Al final, Ruth soltó a su marido, pero solo porque él se negó a que lo ayudara a subir a los escalones y entrar en casa.

—¿Dónde está mi pequeña? —preguntó George.

—En la habitación de los niños, con Clare y la niñera. Iré a buscarlas.

—¿Cómo se llama? —preguntó George mientras ella se alejaba, pero Ruth ya había desaparecido escalera arriba.

George se dirigió trabajosamente hacia el salón y se dejó caer en el sillón de la ventana. No recordaba que ese mueble estuviera allí antes y se preguntó por qué miraba hacia el exterior. Contempló la campiña que tanto quería y recordó una vez más lo afortunado que era por seguir con vida. Brooke, Herford, Wainwright, Carter minor, Davies, Perkins…

Sus pensamientos fueron interrumpidos por unos gritos que oyó mucho antes de poner los ojos en su segunda hija.

Cuando Ruth y la niñera entraron con las dos niñas, él se levantó con ayuda de las muletas y dio un largo abrazo a Clare antes de tomar en brazos a la recién nacida.

—Pelo rubio y ojos azules —dijo.

—Pensaba que ya lo sabías. ¿Acaso no recibiste mis cartas?

—Por desgracia, no, únicamente a un mensajero, Geoffrey Young, que solo supo decirme que se trataba de una niña, aunque ni siquiera recordaba su nombre.

—Tiene gracia, porque le pregunté si le gustaría ser el padrino y aceptó encantado.

—¿Así que no sabes cómo le pusimos, papá? —preguntó Clare, brincando junto a él.

—No, cariño, no lo sé. ¿Se llama Elizabeth?

—No, papá, no seas tonto. Se llama Beridge —replicó Clare, riendo.

«Un nombre poco frecuente», se dijo George, recordando las palabras de Young.

Cuando llevaba un rato en brazos de su padre, Beridge empezó a berrear y la niñera se ocupó de ella. Estaba claro que a la recién nacida no le gustaba estar en brazos de un desconocido.

—Tengamos una docena más —dijo George, abrazando a Ruth cuando la niñera se hubo llevado a Clare y a Beridge a su cuarto.

—Compórtate, George Mallory —respondió ella en broma—. Intenta recordar que ya no estás en el frente, con tus hombres.

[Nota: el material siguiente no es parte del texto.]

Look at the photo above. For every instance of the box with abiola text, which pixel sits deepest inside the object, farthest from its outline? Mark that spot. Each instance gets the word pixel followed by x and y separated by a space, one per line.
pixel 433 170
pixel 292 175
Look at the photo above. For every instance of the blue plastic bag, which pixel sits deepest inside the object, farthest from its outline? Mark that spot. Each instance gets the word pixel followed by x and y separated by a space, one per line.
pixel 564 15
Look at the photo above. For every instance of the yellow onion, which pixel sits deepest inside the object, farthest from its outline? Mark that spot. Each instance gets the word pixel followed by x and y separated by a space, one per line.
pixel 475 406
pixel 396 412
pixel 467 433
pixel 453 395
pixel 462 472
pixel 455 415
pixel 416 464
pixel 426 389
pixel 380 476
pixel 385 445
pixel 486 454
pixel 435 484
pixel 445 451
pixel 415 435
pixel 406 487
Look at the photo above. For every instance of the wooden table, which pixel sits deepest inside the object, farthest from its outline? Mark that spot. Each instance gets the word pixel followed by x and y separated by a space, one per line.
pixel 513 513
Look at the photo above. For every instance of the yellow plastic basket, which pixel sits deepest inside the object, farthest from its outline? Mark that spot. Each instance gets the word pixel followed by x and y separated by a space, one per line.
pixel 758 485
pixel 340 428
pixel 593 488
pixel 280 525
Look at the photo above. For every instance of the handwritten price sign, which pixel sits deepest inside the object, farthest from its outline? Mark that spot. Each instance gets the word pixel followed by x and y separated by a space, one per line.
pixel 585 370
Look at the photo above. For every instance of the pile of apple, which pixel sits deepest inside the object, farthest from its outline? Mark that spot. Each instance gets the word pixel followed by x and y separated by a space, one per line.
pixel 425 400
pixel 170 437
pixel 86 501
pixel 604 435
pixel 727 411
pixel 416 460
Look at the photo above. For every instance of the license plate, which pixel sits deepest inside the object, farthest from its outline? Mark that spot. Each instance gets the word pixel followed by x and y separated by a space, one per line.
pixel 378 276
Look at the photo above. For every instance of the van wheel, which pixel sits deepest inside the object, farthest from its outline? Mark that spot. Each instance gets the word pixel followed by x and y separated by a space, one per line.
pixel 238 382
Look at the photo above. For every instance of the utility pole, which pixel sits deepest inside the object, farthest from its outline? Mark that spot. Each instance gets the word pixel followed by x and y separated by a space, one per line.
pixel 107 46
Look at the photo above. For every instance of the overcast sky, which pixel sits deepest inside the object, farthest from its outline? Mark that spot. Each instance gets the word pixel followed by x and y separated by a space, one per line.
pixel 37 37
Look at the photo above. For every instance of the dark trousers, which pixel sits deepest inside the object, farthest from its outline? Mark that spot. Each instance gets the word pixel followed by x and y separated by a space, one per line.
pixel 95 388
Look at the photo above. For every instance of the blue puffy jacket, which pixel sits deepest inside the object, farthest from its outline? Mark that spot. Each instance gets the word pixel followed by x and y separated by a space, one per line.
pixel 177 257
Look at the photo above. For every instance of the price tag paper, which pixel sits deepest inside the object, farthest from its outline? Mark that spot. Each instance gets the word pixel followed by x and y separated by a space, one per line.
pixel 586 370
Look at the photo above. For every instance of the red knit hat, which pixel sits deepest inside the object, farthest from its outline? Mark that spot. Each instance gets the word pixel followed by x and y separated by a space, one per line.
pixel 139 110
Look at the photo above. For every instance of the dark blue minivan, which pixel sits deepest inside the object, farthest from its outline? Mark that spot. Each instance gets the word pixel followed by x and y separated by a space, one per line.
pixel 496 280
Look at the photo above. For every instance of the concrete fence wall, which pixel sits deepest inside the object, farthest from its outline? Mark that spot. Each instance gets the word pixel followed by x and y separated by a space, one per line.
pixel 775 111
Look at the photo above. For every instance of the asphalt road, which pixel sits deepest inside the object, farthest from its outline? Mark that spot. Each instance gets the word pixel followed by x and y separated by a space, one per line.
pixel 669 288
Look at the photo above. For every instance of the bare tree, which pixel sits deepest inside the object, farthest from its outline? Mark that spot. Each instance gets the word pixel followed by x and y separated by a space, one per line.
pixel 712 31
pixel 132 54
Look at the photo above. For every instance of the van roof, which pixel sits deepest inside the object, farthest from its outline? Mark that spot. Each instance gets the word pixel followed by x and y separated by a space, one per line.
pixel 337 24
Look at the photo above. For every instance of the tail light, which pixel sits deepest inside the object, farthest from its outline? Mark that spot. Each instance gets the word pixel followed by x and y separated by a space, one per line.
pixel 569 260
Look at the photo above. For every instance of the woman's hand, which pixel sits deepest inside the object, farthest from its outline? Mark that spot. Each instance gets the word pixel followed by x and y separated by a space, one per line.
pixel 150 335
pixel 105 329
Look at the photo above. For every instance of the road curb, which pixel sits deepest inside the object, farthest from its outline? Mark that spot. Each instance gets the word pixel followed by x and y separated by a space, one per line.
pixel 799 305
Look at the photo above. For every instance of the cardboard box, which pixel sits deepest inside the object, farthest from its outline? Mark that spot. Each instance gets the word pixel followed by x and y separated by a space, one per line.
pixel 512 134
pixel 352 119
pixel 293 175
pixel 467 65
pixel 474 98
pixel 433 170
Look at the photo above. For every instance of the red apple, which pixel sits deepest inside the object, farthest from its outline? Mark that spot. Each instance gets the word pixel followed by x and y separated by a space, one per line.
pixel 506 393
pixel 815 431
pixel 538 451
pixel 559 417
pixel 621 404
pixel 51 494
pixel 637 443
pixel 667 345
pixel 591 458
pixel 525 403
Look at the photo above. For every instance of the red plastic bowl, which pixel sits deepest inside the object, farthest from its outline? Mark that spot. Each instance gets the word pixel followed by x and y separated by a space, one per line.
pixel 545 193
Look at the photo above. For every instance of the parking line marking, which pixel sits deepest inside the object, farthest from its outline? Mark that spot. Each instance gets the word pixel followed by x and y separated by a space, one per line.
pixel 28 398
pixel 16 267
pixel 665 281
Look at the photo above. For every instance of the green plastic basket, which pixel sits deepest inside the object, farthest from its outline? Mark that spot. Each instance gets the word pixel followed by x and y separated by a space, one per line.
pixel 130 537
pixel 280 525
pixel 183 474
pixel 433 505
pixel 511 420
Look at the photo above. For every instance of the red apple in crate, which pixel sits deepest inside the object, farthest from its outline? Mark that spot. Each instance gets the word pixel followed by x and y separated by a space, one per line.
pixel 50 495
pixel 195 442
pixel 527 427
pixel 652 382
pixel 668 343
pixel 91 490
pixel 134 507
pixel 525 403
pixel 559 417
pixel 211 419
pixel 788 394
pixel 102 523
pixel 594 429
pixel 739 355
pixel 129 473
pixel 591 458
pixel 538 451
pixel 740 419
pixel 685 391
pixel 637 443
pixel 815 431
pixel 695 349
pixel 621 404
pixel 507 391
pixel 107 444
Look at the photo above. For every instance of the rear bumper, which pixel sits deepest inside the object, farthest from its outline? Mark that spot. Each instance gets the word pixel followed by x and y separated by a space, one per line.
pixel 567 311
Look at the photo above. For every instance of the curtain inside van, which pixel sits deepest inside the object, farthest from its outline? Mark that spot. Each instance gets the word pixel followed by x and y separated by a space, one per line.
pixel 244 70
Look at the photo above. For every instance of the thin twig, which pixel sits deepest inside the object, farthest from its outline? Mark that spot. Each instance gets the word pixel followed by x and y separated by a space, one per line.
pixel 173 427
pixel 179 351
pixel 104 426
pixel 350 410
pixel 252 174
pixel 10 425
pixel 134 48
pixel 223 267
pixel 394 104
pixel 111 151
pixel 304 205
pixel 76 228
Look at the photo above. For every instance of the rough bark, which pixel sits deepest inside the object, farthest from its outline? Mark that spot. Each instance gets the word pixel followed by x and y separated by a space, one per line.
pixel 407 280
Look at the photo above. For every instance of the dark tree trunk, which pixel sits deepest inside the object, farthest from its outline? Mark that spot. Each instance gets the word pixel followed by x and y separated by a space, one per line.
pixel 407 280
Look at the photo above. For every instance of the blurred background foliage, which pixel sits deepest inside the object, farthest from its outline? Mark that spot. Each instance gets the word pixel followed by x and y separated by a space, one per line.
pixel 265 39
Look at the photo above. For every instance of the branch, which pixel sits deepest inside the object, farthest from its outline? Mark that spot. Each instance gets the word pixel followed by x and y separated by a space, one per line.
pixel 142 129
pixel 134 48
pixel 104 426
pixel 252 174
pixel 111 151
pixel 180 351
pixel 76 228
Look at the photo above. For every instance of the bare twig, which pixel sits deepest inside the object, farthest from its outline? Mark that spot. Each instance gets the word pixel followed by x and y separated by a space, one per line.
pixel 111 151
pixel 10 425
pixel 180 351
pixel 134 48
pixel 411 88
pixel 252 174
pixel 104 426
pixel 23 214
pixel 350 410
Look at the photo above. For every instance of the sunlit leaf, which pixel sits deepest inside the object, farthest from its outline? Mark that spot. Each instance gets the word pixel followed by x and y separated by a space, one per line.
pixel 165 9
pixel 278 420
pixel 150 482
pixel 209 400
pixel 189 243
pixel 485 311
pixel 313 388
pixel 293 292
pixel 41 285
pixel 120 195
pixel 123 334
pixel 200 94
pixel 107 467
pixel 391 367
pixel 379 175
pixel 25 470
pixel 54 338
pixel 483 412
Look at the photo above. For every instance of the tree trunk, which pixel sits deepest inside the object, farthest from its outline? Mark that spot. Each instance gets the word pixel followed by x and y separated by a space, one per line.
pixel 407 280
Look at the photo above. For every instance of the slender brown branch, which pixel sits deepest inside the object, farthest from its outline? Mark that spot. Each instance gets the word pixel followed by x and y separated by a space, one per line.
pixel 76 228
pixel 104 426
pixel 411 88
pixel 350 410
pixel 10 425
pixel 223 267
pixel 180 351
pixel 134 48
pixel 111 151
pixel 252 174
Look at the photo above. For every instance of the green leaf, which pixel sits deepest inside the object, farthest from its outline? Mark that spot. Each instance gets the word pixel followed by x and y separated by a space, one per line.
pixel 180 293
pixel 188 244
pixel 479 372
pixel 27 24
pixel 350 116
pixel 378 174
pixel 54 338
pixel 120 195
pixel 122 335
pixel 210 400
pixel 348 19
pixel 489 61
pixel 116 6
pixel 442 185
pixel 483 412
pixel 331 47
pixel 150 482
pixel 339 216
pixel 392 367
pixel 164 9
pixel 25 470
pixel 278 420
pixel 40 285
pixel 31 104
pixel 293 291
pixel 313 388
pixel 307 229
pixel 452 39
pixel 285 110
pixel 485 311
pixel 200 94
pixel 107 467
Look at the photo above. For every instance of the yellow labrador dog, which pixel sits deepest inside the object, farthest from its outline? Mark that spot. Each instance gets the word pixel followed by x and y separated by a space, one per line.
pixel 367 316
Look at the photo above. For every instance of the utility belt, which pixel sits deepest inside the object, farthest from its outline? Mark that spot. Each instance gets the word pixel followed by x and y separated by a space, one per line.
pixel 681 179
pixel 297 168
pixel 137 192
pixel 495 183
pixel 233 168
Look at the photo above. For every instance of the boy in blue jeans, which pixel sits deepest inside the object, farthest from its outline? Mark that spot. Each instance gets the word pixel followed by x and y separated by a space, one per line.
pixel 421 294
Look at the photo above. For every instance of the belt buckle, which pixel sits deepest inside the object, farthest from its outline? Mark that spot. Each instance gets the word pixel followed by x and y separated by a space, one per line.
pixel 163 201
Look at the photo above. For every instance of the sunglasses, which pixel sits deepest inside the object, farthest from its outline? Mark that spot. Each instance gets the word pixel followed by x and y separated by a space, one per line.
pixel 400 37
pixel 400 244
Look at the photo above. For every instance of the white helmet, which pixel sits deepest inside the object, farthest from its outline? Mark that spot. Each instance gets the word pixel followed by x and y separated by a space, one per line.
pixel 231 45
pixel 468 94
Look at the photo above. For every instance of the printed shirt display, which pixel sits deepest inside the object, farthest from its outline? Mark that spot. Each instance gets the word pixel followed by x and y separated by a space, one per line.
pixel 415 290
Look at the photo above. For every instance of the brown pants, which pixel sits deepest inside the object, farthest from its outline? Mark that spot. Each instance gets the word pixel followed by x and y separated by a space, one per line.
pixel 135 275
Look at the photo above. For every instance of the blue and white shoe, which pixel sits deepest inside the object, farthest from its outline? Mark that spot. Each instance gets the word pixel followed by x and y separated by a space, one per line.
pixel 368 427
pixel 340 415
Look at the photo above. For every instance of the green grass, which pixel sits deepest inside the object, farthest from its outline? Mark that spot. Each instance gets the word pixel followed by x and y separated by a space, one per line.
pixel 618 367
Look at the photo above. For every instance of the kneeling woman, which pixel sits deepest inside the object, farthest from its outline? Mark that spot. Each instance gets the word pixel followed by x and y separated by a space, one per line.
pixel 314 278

—Con algunos de los mejores hombres que he conocido —repuso George con tristeza. Ruth sonrió.

—¿Los echas de menos?

—Ni la mitad de lo que te he echado de menos a ti.

—Bueno, ahora que has vuelto, cariño, ¿qué es lo primero que te gustaría hacer?

George pensó en la contestación que le había dado el soldado Matthews cuando él le había formulado la misma pregunta y sonrió para sí al comprender que no había demasiada diferencia entre un oficial y un simple soldado raso.

Se agachó y empezó a desabrocharse los cordones de los zapatos.